A suspensão, que começa a valer imediatamente, não é um bloqueio total, mas uma restrição seletiva. A UE representa cerca de 15% das exportações brasileiras de carne bovina, um mercado estratégico para a indústria nacional. No entanto, o impacto maior está na sinalização que a decisão envia aos demais parceiros comerciais. A UE funciona como uma espécie de selo de qualidade global, e perder acesso a esse mercado pode dificultar negociações com outros países que seguem padrões semelhantes. Além disso, a medida afeta diretamente os frigoríficos que já haviam se adequado às exigências europeias, investindo em certificações e processos para atender ao bloco.
A divergência entre Brasil e UE gira em torno do uso de antimicrobianos na criação de gado. O bloco europeu adota um rigoroso controle sobre o tema, proibindo substâncias que considera prejudiciais à saúde humana ou que possam contribuir para a resistência bacteriana. O Brasil, por sua vez, permite o uso de alguns desses compostos em doses controladas, uma prática comum na pecuária nacional. A UE alega que o país não apresentou garantias suficientes de que os produtos exportados estão livres de resíduos que violem suas normas. A decisão não foi motivada por casos concretos de contaminação, mas sim pela falta de alinhamento regulatório.
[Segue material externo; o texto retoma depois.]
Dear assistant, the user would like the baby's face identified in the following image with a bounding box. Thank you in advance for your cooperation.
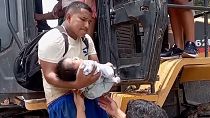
[65,58,81,69]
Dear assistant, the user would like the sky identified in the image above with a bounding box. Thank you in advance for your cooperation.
[42,0,58,27]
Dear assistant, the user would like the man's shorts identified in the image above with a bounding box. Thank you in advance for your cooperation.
[48,93,108,118]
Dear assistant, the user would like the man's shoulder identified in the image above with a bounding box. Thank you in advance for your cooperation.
[39,28,63,43]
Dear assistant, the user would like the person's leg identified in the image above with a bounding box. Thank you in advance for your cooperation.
[85,98,108,118]
[88,19,96,40]
[174,0,198,57]
[175,0,195,42]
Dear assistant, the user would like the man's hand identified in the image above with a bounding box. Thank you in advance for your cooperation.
[52,0,64,18]
[98,96,126,118]
[74,66,101,89]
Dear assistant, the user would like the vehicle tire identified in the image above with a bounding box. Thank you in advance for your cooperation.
[126,100,168,118]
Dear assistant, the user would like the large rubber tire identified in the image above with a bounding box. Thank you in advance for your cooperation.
[126,100,168,118]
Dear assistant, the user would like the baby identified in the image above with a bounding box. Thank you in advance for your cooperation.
[57,58,120,99]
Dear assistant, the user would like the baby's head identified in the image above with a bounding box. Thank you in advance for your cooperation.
[57,58,81,81]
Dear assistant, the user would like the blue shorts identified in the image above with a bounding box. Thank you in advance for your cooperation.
[48,93,108,118]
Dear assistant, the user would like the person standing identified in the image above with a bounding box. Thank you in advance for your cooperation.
[38,1,108,118]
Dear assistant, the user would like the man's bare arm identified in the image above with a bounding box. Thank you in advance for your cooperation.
[88,54,99,62]
[40,60,100,89]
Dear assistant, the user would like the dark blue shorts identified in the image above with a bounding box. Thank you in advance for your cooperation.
[48,93,108,118]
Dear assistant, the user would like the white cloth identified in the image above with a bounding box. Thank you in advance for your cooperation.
[38,26,96,104]
[80,60,120,99]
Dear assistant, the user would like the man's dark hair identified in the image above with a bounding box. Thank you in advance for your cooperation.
[126,100,168,118]
[57,58,77,81]
[65,1,92,16]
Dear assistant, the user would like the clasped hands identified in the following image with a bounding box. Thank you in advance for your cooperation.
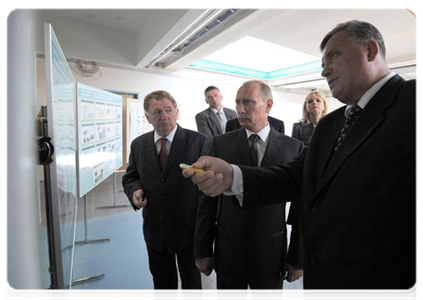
[132,189,147,208]
[182,156,233,197]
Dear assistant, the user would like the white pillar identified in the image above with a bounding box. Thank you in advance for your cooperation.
[3,9,48,300]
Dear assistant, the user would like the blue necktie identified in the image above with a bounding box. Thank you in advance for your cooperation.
[249,134,259,167]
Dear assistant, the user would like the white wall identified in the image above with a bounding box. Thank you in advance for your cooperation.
[37,57,339,135]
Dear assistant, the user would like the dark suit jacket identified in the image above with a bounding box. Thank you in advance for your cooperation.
[195,107,237,138]
[226,116,285,133]
[241,75,420,300]
[194,128,302,289]
[122,125,209,252]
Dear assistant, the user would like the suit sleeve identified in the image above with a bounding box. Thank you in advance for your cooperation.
[239,147,307,209]
[194,141,218,258]
[122,142,142,211]
[195,113,213,138]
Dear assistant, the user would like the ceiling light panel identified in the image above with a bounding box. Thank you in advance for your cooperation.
[203,36,320,73]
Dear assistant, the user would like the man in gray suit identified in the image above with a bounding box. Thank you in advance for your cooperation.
[195,86,236,139]
[194,81,303,300]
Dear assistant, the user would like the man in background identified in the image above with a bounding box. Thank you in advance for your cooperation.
[122,91,209,300]
[194,81,302,300]
[195,86,236,139]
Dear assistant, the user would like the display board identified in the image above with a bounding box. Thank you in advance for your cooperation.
[77,83,122,197]
[126,99,150,160]
[44,24,77,299]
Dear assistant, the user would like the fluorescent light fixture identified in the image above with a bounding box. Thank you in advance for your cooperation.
[190,36,321,79]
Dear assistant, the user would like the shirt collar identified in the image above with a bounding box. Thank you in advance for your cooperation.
[210,106,223,114]
[345,71,395,117]
[245,123,270,142]
[154,124,178,143]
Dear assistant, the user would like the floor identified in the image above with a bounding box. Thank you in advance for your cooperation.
[40,172,303,300]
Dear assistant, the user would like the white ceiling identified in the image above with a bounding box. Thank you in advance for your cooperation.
[42,8,420,94]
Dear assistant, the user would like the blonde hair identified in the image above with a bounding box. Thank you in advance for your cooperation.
[300,90,328,126]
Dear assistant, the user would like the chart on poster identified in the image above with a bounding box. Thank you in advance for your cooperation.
[77,83,122,197]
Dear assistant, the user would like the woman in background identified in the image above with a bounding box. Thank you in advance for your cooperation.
[292,90,328,146]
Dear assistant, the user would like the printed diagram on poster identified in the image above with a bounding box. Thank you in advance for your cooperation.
[77,83,122,197]
[126,99,150,160]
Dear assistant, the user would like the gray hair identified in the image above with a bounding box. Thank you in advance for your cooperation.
[320,20,386,58]
[144,91,178,114]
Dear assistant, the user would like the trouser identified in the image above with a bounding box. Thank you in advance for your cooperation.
[217,275,283,300]
[147,246,202,300]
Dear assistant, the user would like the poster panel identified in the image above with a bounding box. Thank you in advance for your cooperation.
[77,83,122,197]
[44,24,77,299]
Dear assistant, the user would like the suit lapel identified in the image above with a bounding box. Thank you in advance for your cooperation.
[163,125,187,173]
[140,130,162,173]
[318,76,403,191]
[208,108,222,134]
[260,127,282,166]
Segundo dados do Ministério da Agricultura, o Brasil exportou cerca de 200 mil toneladas de carne bovina para a UE em 2023, um valor que representa menos de 5% do total embarcado pelo país. No entanto, o valor médio pago pelo bloco é significativamente maior do que o de outros mercados, como China e Estados Unidos. Em 2023, a UE pagou, em média, US$ 7,5 mil por tonelada de carne bovina brasileira, enquanto a China pagou US$ 5,8 mil e os EUA, US$ 6,2 mil. Essa diferença reflete não apenas a qualidade percebida, mas também a disposição do mercado europeu em pagar mais por produtos que atendem a seus padrões.
A medida afeta principalmente os frigoríficos que já haviam direcionado parte de sua produção para a UE, como a JBS e a Marfrig, duas das maiores empresas do setor no Brasil. Ambas já haviam investido em certificações e processos para atender ao bloco, e agora precisam readequar suas estratégias comerciais. "Perder o acesso à UE não é apenas uma questão de volume, mas de credibilidade", afirmou um executivo do setor, que pediu para não ser identificado. "O mercado europeu é um termômetro para outros países. Se a UE não confia, outros podem seguir o mesmo caminho."
A suspensão não é definitiva, mas exige que o Brasil apresente um plano concreto para se adequar às exigências europeias. A UE deu um prazo de 90 dias para que o governo brasileiro envie uma proposta de ajustes regulatórios. Caso não haja avanços, a restrição pode se tornar permanente. Enquanto isso, os frigoríficos brasileiros já começam a redirecionar parte de suas exportações para outros mercados, como o Oriente Médio e a Ásia, onde as exigências sanitárias são menos rígidas.
A decisão da UE também coloca em xeque a imagem do Brasil como fornecedor global de alimentos. O país é o maior exportador de carne bovina do mundo, com vendas para mais de 150 países. No entanto, a perda de acesso a um mercado que paga mais e exige mais qualidade pode sinalizar um recuo na competitividade do setor. "A UE não é o maior comprador, mas é o mais exigente", disse um analista do setor agropecuário. "Se o Brasil não conseguir se adequar, outros países podem ocupar esse espaço."
Enquanto o governo brasileiro negocia com a UE, a indústria já começa a sentir os efeitos práticos. Alguns frigoríficos relatam queda nas encomendas para a Europa, enquanto outros buscam alternativas rápidas para escoar a produção. A medida também levanta dúvidas sobre o futuro das negociações comerciais do Brasil com outros blocos, como o Mercosul, que podem ser influenciados pela imagem de insegurança sanitária que a decisão europeia reforça.